Une fois de plus, Clémence était entre les mains de Famke, totalement soumise à sa volonté. Dire qu’il y avait encore quelques moins sa principale folie consistait à le faire en missionnaire sur le canapé à la place du lit, et voilà qu’elle était maintenant bisexuelle et à tendance exhibitionniste… Le visage de la jeune femme était partagé entre le rouge de la timidité et de l’excitation et le blanc de la peur. La Française avait l’impression de porter une pancarte avec écrit en grosse lettre : « je ne porte rien sous ma jupe », du coup elle dévisageait tout le monde avec suspicion, cherchant dans les regards la preuve de la découverte de sa transgression. Parallèlement et inconsciemment, elle tirait en permanence sur sa jupe, pour la maintenir en place et éviter tout mouvement qui aurait pu trahir son intimité nue.

— Relaxe-toi ma petite hoer, lui chuchota sa chérie. C’est en faisant ce genre de chose que tu vas attirer l’intention sur toi.

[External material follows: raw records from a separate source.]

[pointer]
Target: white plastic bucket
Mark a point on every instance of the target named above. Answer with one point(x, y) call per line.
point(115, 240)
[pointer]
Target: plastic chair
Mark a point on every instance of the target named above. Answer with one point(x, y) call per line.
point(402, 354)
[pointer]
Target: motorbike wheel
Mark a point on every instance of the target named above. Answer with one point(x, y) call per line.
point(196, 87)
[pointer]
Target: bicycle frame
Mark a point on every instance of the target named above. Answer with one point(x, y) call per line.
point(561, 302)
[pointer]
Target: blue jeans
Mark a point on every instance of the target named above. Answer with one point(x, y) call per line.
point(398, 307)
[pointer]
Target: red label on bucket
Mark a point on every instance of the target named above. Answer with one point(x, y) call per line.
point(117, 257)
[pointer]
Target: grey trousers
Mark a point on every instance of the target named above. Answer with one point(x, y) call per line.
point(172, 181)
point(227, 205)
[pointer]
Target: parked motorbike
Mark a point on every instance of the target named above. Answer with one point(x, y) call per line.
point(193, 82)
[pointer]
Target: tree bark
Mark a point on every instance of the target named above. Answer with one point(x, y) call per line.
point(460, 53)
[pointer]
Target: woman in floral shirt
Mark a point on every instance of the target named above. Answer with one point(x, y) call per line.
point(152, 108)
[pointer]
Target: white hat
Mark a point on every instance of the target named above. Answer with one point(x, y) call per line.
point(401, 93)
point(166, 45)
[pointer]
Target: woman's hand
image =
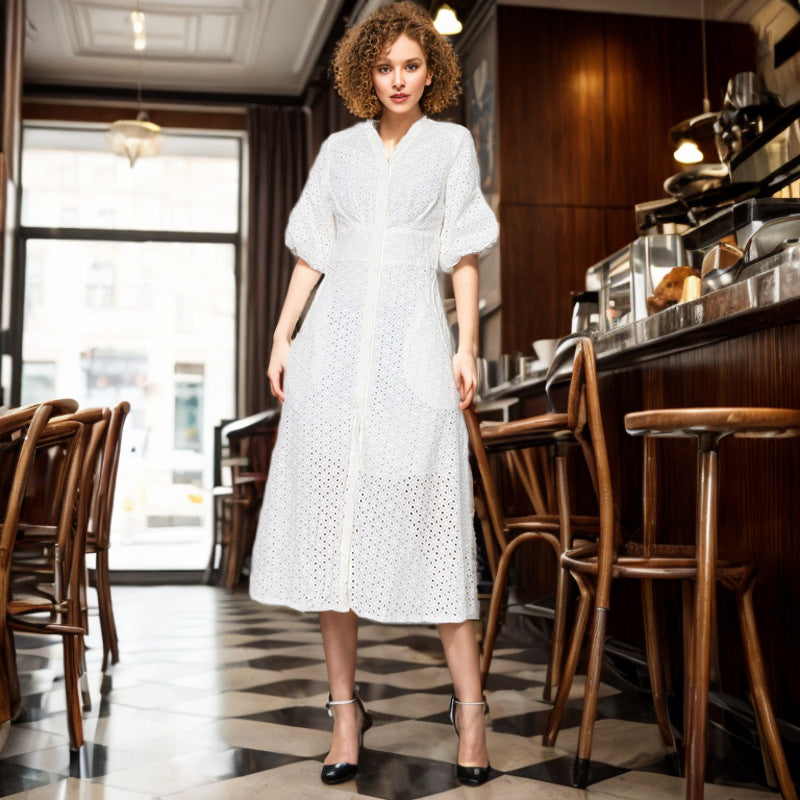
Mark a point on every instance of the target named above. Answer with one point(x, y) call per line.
point(466, 375)
point(278, 359)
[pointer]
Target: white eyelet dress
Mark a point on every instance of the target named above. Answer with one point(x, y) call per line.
point(368, 505)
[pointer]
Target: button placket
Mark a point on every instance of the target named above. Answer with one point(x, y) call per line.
point(362, 383)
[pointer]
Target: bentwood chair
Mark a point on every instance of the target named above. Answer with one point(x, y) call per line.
point(250, 442)
point(51, 604)
point(98, 534)
point(596, 566)
point(503, 536)
point(20, 430)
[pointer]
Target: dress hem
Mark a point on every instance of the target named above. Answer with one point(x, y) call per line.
point(365, 616)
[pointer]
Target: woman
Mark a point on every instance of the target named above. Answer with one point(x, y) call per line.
point(368, 508)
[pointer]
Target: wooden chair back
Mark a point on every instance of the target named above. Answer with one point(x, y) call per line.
point(105, 478)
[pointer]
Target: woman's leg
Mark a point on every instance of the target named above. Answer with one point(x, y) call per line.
point(340, 641)
point(463, 661)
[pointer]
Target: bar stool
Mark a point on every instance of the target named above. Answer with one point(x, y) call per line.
point(709, 426)
point(594, 567)
point(502, 535)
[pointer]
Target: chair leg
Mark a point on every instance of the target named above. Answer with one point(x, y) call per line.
point(765, 716)
point(9, 656)
point(580, 772)
point(496, 603)
point(86, 696)
point(233, 558)
point(71, 666)
point(557, 641)
point(571, 663)
point(705, 589)
point(108, 626)
point(655, 662)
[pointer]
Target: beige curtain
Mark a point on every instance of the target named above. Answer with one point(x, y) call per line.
point(279, 160)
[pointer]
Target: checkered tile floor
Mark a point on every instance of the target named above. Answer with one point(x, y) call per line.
point(219, 698)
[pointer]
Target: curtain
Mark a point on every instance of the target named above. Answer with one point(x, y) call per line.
point(279, 160)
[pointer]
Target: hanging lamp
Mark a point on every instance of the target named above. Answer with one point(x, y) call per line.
point(136, 137)
point(690, 132)
point(446, 21)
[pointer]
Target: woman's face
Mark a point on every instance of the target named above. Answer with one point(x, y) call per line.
point(400, 76)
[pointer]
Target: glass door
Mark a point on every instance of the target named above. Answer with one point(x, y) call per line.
point(151, 323)
point(127, 291)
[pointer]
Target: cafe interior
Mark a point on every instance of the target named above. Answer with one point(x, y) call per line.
point(634, 439)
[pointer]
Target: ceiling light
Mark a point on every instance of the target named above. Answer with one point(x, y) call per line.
point(690, 132)
point(446, 21)
point(139, 34)
point(688, 152)
point(134, 137)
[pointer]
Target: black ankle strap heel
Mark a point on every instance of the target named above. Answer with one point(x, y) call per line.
point(469, 776)
point(343, 771)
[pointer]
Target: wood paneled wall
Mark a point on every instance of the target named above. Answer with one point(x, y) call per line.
point(586, 102)
point(12, 41)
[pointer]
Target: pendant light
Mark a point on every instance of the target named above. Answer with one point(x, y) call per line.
point(688, 133)
point(446, 21)
point(135, 137)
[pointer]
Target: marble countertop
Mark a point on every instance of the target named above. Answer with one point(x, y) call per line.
point(729, 311)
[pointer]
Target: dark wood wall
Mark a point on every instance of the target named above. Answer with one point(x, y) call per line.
point(12, 41)
point(586, 102)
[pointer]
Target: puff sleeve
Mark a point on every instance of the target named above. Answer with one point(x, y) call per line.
point(469, 224)
point(311, 231)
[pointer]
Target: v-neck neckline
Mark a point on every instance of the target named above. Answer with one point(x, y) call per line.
point(407, 136)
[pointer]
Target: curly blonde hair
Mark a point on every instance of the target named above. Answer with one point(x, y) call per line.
point(363, 44)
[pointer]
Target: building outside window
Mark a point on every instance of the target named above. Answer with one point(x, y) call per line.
point(130, 295)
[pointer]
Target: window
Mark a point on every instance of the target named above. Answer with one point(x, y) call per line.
point(137, 302)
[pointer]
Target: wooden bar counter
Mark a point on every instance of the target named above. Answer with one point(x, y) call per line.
point(736, 347)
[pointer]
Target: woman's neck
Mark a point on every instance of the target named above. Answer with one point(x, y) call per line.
point(393, 127)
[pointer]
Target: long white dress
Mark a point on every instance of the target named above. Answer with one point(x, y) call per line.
point(368, 505)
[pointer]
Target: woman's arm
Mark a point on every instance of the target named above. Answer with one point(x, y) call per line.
point(303, 280)
point(465, 289)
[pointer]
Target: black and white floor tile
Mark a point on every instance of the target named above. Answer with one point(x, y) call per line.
point(218, 698)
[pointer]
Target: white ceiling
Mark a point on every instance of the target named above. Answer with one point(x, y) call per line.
point(263, 47)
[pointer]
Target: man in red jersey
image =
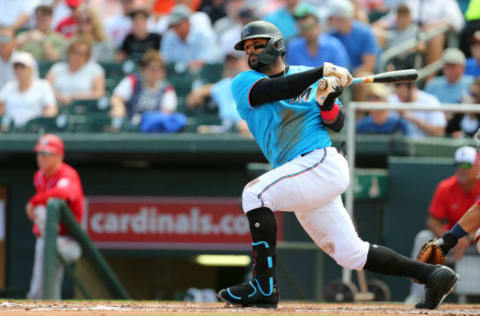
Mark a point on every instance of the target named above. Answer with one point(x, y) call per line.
point(452, 199)
point(68, 26)
point(54, 179)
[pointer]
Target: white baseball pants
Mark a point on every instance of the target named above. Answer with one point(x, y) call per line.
point(311, 186)
point(68, 248)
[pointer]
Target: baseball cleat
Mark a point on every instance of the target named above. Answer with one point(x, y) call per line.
point(440, 283)
point(250, 295)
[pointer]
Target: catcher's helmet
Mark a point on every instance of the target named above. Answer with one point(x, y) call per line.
point(261, 29)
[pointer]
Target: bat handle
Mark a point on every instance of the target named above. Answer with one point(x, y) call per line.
point(323, 83)
point(357, 80)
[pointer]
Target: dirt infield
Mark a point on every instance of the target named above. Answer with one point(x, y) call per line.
point(110, 308)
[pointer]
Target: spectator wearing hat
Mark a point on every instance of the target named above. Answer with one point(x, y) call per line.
point(452, 198)
point(403, 30)
point(16, 14)
point(230, 21)
point(147, 93)
point(26, 97)
point(420, 123)
point(313, 48)
point(229, 38)
point(351, 32)
point(221, 94)
point(54, 179)
point(42, 42)
point(79, 78)
point(7, 48)
point(139, 40)
point(381, 121)
point(472, 67)
point(69, 25)
point(90, 29)
point(466, 124)
point(453, 86)
point(186, 43)
point(430, 14)
point(283, 18)
point(118, 26)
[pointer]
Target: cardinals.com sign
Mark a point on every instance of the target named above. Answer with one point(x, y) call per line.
point(167, 223)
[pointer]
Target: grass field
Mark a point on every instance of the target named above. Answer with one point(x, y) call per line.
point(149, 308)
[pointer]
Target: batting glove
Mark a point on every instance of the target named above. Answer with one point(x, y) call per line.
point(341, 73)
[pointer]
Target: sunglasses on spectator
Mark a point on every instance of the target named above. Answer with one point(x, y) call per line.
point(4, 39)
point(44, 153)
point(78, 52)
point(19, 65)
point(307, 26)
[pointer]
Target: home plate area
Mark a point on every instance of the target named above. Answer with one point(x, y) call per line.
point(107, 308)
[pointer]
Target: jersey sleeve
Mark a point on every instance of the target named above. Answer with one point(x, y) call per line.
point(438, 207)
point(242, 85)
point(66, 188)
point(124, 90)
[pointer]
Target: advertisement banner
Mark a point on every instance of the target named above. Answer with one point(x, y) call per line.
point(168, 223)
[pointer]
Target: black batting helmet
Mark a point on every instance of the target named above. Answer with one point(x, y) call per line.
point(262, 29)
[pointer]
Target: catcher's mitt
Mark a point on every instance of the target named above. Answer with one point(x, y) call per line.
point(431, 253)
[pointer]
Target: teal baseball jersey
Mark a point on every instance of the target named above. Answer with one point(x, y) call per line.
point(283, 129)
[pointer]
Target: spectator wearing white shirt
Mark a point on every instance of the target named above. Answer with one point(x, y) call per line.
point(17, 13)
point(26, 97)
point(78, 78)
point(7, 47)
point(230, 37)
point(185, 43)
point(420, 123)
point(430, 14)
point(453, 86)
point(118, 26)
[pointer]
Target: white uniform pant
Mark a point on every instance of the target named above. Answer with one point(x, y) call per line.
point(311, 187)
point(70, 251)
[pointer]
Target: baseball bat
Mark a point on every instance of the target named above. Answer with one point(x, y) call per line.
point(384, 77)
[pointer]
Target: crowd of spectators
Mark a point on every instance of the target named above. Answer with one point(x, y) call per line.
point(54, 53)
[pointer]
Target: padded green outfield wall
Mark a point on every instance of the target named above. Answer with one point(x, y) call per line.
point(192, 165)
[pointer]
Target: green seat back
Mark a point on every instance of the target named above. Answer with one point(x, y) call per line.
point(45, 125)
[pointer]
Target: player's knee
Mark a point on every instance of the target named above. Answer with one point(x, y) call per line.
point(250, 199)
point(423, 236)
point(355, 257)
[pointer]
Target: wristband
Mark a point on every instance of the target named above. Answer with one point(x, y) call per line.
point(331, 114)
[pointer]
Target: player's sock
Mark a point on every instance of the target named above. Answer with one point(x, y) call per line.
point(263, 227)
point(386, 261)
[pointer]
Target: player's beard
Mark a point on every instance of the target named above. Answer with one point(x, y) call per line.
point(256, 65)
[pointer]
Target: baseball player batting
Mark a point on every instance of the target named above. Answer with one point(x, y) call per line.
point(54, 179)
point(289, 118)
point(468, 224)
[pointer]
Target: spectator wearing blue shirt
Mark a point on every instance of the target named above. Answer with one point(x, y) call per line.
point(358, 38)
point(473, 63)
point(221, 94)
point(381, 121)
point(185, 43)
point(283, 19)
point(313, 48)
point(453, 86)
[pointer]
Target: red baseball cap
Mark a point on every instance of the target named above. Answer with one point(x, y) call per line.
point(51, 144)
point(74, 3)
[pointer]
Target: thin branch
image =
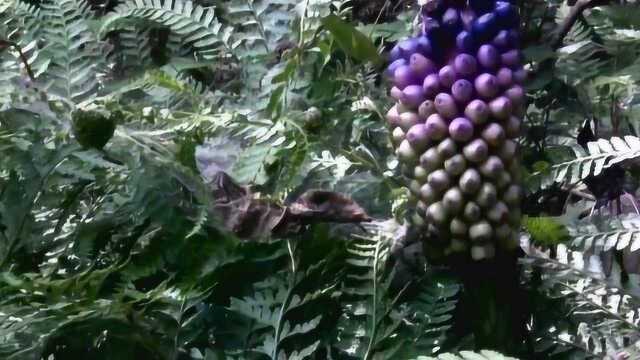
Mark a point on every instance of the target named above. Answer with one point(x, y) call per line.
point(575, 13)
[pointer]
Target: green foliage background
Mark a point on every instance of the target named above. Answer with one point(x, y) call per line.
point(114, 252)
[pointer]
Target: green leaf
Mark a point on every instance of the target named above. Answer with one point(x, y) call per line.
point(546, 230)
point(352, 41)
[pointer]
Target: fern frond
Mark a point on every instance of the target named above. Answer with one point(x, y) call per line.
point(600, 155)
point(608, 233)
point(197, 26)
point(469, 355)
point(73, 48)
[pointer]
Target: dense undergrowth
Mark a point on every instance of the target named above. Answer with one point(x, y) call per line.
point(193, 232)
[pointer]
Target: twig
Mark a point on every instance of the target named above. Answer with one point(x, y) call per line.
point(575, 13)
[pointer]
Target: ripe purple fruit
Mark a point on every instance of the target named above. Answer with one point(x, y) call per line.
point(421, 66)
point(426, 109)
point(461, 129)
point(465, 65)
point(470, 181)
point(446, 105)
point(487, 85)
point(505, 77)
point(447, 148)
point(462, 91)
point(413, 96)
point(465, 42)
point(455, 165)
point(431, 85)
point(477, 111)
point(492, 167)
point(493, 134)
point(511, 58)
point(459, 103)
point(431, 159)
point(488, 56)
point(403, 77)
point(447, 76)
point(501, 107)
point(436, 127)
point(476, 151)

Clémence décida de prendre exemple sur son aînée qui n’avait jamais semblé aussi à l’aise et sûre d’elle-même que le minou à l’air. Petit à petit, elle commença à savourer un peu plus cette cachotterie et un petit air mutin se dessina sur son visage. Les deux femmes remontèrent sur la plateforme carré de l’A’DAM Lookout. Il faisait maintenant presque nuit. Elle poussa un rire enfantin quand le vent vint s’engouffrer sous sa jupe, lui caressant délicatement le corps. La sensation n’était pas désagréable. Après avoir pris le temps de respirer, Famke guida sa cadette jusqu’aux balançoires rouges. Elle parla rapidement avec l’employé, puis après avoir attendu leur tour, il leur indiqua de la main que c’était le moment. Clémence ferma les yeux en montant les deux ou trois marches menant à la nacelle, espérant que personne n’aurait l’idée de regarder sous leurs jupes… En les rouvrant, elle blanchit de nouveau instantanément face au vide, mais la main ferme de sa maîtresse la rassura.

Main dans la main, les deux femmes s’assirent dans les balancelles rouges. Un frisson parcourut Clémence quand l’homme fixa les ceintures de sécurité. S’il savait qu’à quelques centimètres de ses mains calleuses attendait un sexe nu, humide et ouvert… À cette idée une petite chaleur monta dans son bas ventre, et son sexe s’humidifia légèrement. Puis elle cria, la voilà dans le vide, son intimité offerte à Amsterdam. La sensation du vent sur son antre était indescriptible, les deux femmes crièrent. Famke n’avait pas menti, elle venait à nouveau de la conduire au septième ciel, dans le ciel nocturne d’Amsterdam. Ce soir, Clémence était libre.